I'm somewhat confused as to how I am supposed to answer the question...How are you?
In our society we ask that question to the majority of people we talk with during the day. The cashier, the teacher, the nurse, the attendant...it has become part of the casual greeting we exchange upon seeing someone....'Hi, how are you?'
So here I am caught walking a line of telling the truth, being tactful & making someone feel comfortable. Should I say that life sucks and I struggle pretty much every minute of the day with the hand I've been dealt? Maybe just responding with the expected, "I'm fine" is more acceptable. But acceptable to who. If we ask this question shouldn't we care about more than just the answer? Shouldn't we care about the person who is answering?! The person we are asking?!
Because I'm struggling so much and because I try to be tactful, more times than not, I tend to just reply with a "I'm fine" or "I'm good". I'm realizing as I sink into a deeper abyss of loneliness & heartache that I'm doing it even with those close to me.
It's just easier.
Easier than facing it all head on. Easier than talking about it. Easier than having the 'wrong', or is it 'right'?, question asked. Easier for fear that the question, 'How are you?' is being asked just for the heck of it. Easier than facing rejection.

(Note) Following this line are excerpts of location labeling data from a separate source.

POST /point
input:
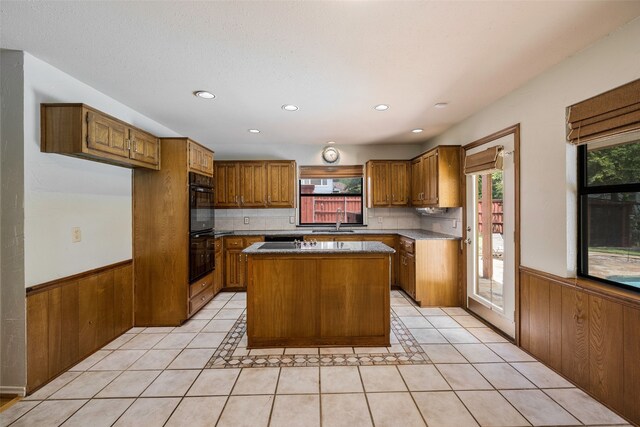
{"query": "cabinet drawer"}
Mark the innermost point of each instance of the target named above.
(201, 284)
(407, 244)
(201, 299)
(233, 242)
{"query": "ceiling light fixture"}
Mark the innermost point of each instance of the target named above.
(204, 94)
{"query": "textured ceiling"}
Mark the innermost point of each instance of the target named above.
(335, 60)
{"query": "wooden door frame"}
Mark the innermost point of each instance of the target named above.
(515, 131)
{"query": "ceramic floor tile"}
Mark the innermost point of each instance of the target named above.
(99, 413)
(155, 359)
(443, 353)
(458, 336)
(541, 376)
(55, 385)
(469, 321)
(257, 381)
(122, 339)
(388, 408)
(340, 379)
(477, 353)
(192, 358)
(423, 378)
(299, 380)
(503, 376)
(491, 409)
(175, 341)
(86, 385)
(406, 311)
(345, 410)
(296, 410)
(416, 322)
(539, 408)
(91, 360)
(443, 409)
(305, 350)
(246, 411)
(428, 336)
(49, 413)
(153, 411)
(219, 326)
(119, 360)
(193, 325)
(228, 314)
(381, 378)
(336, 350)
(442, 322)
(583, 407)
(129, 384)
(214, 382)
(197, 412)
(510, 352)
(16, 411)
(486, 335)
(463, 377)
(171, 383)
(207, 340)
(431, 311)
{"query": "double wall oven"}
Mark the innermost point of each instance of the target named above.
(201, 226)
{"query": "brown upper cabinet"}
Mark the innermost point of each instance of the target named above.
(436, 178)
(200, 159)
(81, 131)
(388, 183)
(255, 184)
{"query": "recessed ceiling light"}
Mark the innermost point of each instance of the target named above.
(204, 94)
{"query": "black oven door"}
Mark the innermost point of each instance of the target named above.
(201, 255)
(201, 209)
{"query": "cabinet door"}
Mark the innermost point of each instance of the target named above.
(417, 183)
(106, 135)
(398, 182)
(281, 184)
(253, 184)
(227, 185)
(380, 184)
(144, 147)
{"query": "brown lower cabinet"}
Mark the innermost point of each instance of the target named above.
(235, 262)
(588, 336)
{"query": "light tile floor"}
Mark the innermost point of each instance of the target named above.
(464, 375)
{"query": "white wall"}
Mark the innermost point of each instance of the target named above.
(63, 192)
(548, 163)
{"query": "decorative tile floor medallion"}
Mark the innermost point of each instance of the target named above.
(223, 357)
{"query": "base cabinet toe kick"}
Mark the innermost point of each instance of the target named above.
(316, 299)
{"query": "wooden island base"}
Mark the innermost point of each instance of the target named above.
(300, 300)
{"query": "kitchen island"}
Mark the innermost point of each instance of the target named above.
(322, 294)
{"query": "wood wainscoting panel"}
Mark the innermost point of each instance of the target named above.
(70, 318)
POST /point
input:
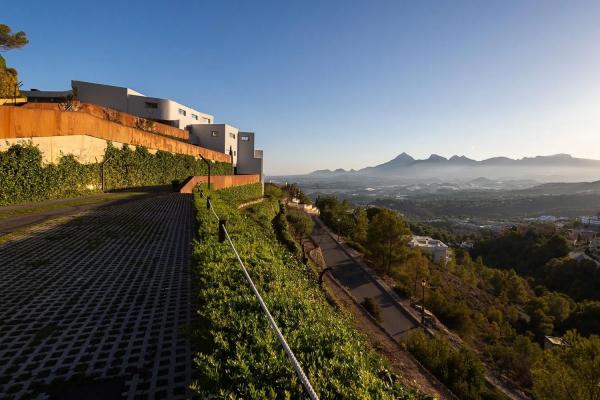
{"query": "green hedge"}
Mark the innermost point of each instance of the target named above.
(237, 353)
(127, 168)
(24, 178)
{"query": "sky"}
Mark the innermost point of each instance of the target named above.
(340, 84)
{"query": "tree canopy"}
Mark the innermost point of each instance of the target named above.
(10, 40)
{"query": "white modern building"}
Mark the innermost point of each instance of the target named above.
(203, 131)
(249, 159)
(435, 248)
(218, 137)
(128, 101)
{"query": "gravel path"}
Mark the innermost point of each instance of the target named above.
(92, 306)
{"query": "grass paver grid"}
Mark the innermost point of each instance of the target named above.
(104, 294)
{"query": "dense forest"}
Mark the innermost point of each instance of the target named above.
(503, 298)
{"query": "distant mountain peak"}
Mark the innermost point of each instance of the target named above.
(435, 157)
(403, 157)
(561, 155)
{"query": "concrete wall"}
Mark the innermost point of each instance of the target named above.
(224, 139)
(26, 123)
(246, 162)
(219, 181)
(104, 95)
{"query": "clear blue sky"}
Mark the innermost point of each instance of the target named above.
(328, 84)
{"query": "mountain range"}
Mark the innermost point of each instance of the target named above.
(554, 168)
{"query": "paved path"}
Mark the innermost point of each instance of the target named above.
(11, 224)
(350, 274)
(99, 299)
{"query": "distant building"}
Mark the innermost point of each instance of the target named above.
(553, 341)
(581, 236)
(435, 248)
(593, 221)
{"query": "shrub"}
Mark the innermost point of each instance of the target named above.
(303, 224)
(23, 176)
(237, 353)
(460, 369)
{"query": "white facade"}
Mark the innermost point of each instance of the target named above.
(202, 129)
(218, 137)
(132, 102)
(435, 248)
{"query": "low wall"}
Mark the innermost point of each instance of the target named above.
(219, 181)
(28, 123)
(118, 116)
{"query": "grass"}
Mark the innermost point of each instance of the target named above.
(16, 211)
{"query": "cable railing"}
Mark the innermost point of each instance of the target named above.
(224, 234)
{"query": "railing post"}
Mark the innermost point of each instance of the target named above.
(222, 223)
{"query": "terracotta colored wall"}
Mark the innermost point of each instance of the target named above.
(22, 122)
(122, 118)
(220, 181)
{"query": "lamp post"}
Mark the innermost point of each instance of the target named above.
(17, 86)
(208, 165)
(102, 167)
(423, 284)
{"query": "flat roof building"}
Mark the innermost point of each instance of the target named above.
(126, 100)
(203, 131)
(435, 248)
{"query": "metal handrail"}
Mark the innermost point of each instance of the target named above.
(303, 378)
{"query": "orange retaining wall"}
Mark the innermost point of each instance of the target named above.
(20, 122)
(121, 117)
(219, 181)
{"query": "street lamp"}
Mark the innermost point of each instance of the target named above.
(102, 169)
(208, 164)
(423, 284)
(17, 86)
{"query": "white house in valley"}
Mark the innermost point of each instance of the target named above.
(438, 250)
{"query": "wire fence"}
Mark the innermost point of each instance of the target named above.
(303, 378)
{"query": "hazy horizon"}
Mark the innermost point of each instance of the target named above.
(341, 84)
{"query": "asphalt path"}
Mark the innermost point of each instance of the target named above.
(350, 274)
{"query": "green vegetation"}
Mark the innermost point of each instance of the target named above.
(50, 206)
(238, 355)
(8, 76)
(282, 229)
(569, 372)
(294, 191)
(24, 178)
(461, 370)
(301, 223)
(495, 310)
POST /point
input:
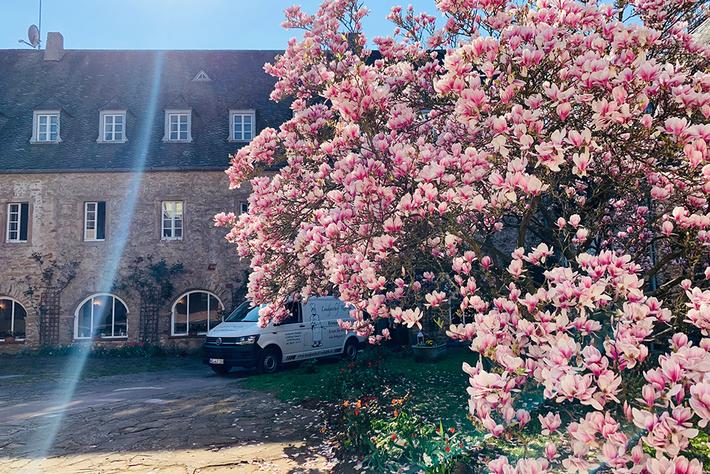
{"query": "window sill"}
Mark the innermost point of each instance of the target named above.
(100, 339)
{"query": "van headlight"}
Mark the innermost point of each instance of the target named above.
(246, 340)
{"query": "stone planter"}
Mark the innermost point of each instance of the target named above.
(425, 353)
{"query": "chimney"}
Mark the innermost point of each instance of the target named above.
(54, 48)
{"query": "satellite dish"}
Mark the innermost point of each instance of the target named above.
(33, 35)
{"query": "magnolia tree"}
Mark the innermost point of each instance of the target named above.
(542, 167)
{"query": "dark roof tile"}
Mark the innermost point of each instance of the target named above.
(85, 82)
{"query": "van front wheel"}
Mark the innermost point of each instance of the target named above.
(269, 361)
(350, 350)
(220, 369)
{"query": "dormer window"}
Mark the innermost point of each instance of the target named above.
(112, 126)
(46, 127)
(241, 125)
(178, 124)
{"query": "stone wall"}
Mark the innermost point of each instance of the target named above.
(133, 229)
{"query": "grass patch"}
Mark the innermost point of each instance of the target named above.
(438, 389)
(32, 368)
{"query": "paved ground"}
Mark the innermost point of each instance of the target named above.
(181, 420)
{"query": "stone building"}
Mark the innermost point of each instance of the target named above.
(111, 167)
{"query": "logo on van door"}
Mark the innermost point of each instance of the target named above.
(316, 328)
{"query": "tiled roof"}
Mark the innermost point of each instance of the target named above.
(84, 82)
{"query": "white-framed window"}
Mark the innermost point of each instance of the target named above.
(178, 125)
(112, 126)
(195, 313)
(171, 220)
(18, 217)
(45, 126)
(12, 319)
(94, 221)
(241, 125)
(101, 315)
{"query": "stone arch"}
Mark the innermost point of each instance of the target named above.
(186, 298)
(16, 292)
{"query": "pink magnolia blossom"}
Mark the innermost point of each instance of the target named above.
(565, 145)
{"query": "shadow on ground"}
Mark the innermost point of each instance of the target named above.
(186, 418)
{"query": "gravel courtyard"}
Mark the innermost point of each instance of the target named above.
(182, 420)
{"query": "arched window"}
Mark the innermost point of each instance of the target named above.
(12, 319)
(195, 313)
(101, 315)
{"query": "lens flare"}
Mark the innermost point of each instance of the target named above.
(44, 440)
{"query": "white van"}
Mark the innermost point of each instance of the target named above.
(310, 331)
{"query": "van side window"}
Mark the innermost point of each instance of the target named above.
(294, 316)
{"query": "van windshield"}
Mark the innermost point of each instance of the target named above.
(245, 313)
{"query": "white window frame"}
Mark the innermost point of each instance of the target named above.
(113, 317)
(94, 220)
(18, 221)
(172, 220)
(12, 317)
(104, 115)
(36, 119)
(169, 113)
(232, 121)
(187, 302)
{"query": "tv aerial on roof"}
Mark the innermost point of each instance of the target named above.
(33, 32)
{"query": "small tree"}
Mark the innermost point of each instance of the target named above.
(43, 290)
(545, 161)
(154, 283)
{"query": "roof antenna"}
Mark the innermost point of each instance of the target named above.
(34, 32)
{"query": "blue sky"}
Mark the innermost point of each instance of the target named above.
(172, 24)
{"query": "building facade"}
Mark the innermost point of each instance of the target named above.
(111, 168)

With such extremes going on in my life, I have come to accept that there will be rejection. So many have chosen to walk away because of these extremes being too extreme. I get it. Totally. It really is a lot to take in. I'm actually in full swing of trying to come to grips with this type of rejection. So when you tie the two together -'how are you?' & rejection - it really is hard for someone in my position to even know where to begin to understand how to answer that question. I'm not always sure.
Soooooo. If you're reading this. And you're one who asks me....just tenderly let me know how you want my answer to lean.
The standard answer or honest one.
But the biggest lesson beyond all of that is that being asked is truly important for survival. Not being asked at all is the highest form of rejection. Well, at least it is in my book right now. So thank you to each of you who has taken time to ask. To know that you care deeply is what carries me at times.